# Big Data Real-Time Analytics with Python and Spark

## Data Manipulation in Python with Pandas

### Case Study Challenge 2

**Problem Definition and Data Source**

In this Case Study the objective is to carry out a detailed school data analysis process by crossing, comparing and summarizing different types of information.

In total, 25 business questions will be answered that will require analyzing the data from different perspectives. Pandas will be the only tool used.

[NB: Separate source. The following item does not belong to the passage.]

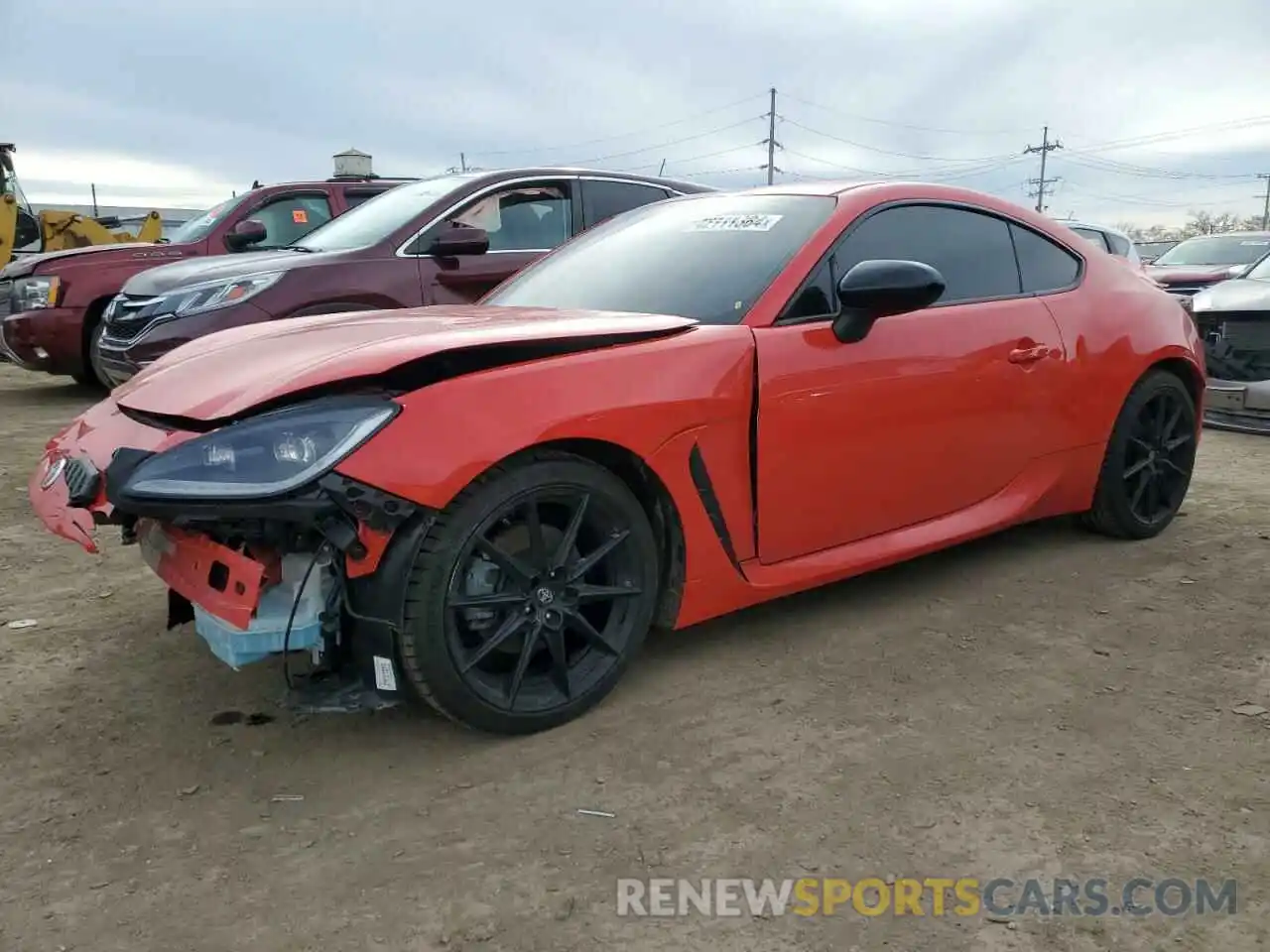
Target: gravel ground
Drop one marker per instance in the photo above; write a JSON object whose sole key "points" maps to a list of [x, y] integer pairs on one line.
{"points": [[1043, 703]]}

For this work we will use fictitious data, but which could represent real data. The data was generated from the Realistic Data Generator, at the address below:

https://www.mockaroo.com

In [1]:
import pandas as pd

#### Loading the Data

In [2]:
schools_data = pd.read_csv("dataset/dataset_escolas.csv")

In [3]:
schools_data.shape

(15, 5)

In [4]:
schools_data.head()

Unnamed: 0,ID_Escola,Nome_Escola,Tipo_Escola,Numero_Alunos,Orcamento_Anual
0,0,Escola A,Publica,2917,1910635
1,1,Escola B,Publica,2949,1884411
2,2,Escola C,Particular,1761,1056600
3,3,Escola D,Publica,4635,3022020
4,4,Escola E,Particular,1468,917500


In [5]:
student_data = pd.read_csv("dataset/dataset_estudantes.csv")

In [6]:
student_data.shape

(39160, 7)

In [7]:
student_data.head()

Unnamed: 0,ID_Estudante,Nome_Estudante,Genero,Serie,Nome_Escola,Nota_Redacao,Nota_Matematica
0,0,Kevin Bradley,M,6,Escola A,66,79
1,1,Paul Smith,M,9,Escola A,94,61
2,2,John Rodriguez,M,9,Escola A,90,60
3,3,Oliver Scott,M,9,Escola A,67,58
4,4,William Ray,F,6,Escola A,97,84


In [8]:
full_data = pd.merge(student_data, schools_data, how = "left", on = ["Nome_Escola", "Nome_Escola"])

In [9]:
full_data.shape

(39160, 11)

In [10]:
full_data.head()

Unnamed: 0,ID_Estudante,Nome_Estudante,Genero,Serie,Nome_Escola,Nota_Redacao,Nota_Matematica,ID_Escola,Tipo_Escola,Numero_Alunos,Orcamento_Anual
0,0,Kevin Bradley,M,6,Escola A,66,79,0,Publica,2917,1910635
1,1,Paul Smith,M,9,Escola A,94,61,0,Publica,2917,1910635
2,2,John Rodriguez,M,9,Escola A,90,60,0,Publica,2917,1910635
3,3,Oliver Scott,M,9,Escola A,67,58,0,Publica,2917,1910635
4,4,William Ray,F,6,Escola A,97,84,0,Publica,2917,1910635


In [11]:
full_data["Serie"].unique()

array([6, 9, 8, 7], dtype=int64)

In [12]:
full_data["Genero"].unique()

array(['M', 'F'], dtype=object)

#### Data Analysis Challenge


Answer the questions below.

> **1- How many have data schools?**

In [34]:
number_schools = full_data['Nome_Escola'].nunique()
number_schools

15

In [35]:
print("We have data from", number_schools, "schools")

We have data from 15 schools


> **2- What is the total number of student records in the database?**

In [15]:
number_students = full_data['ID_Estudante'].count()
number_students

39160

In [16]:
print("We have a total of", number_students, "student records")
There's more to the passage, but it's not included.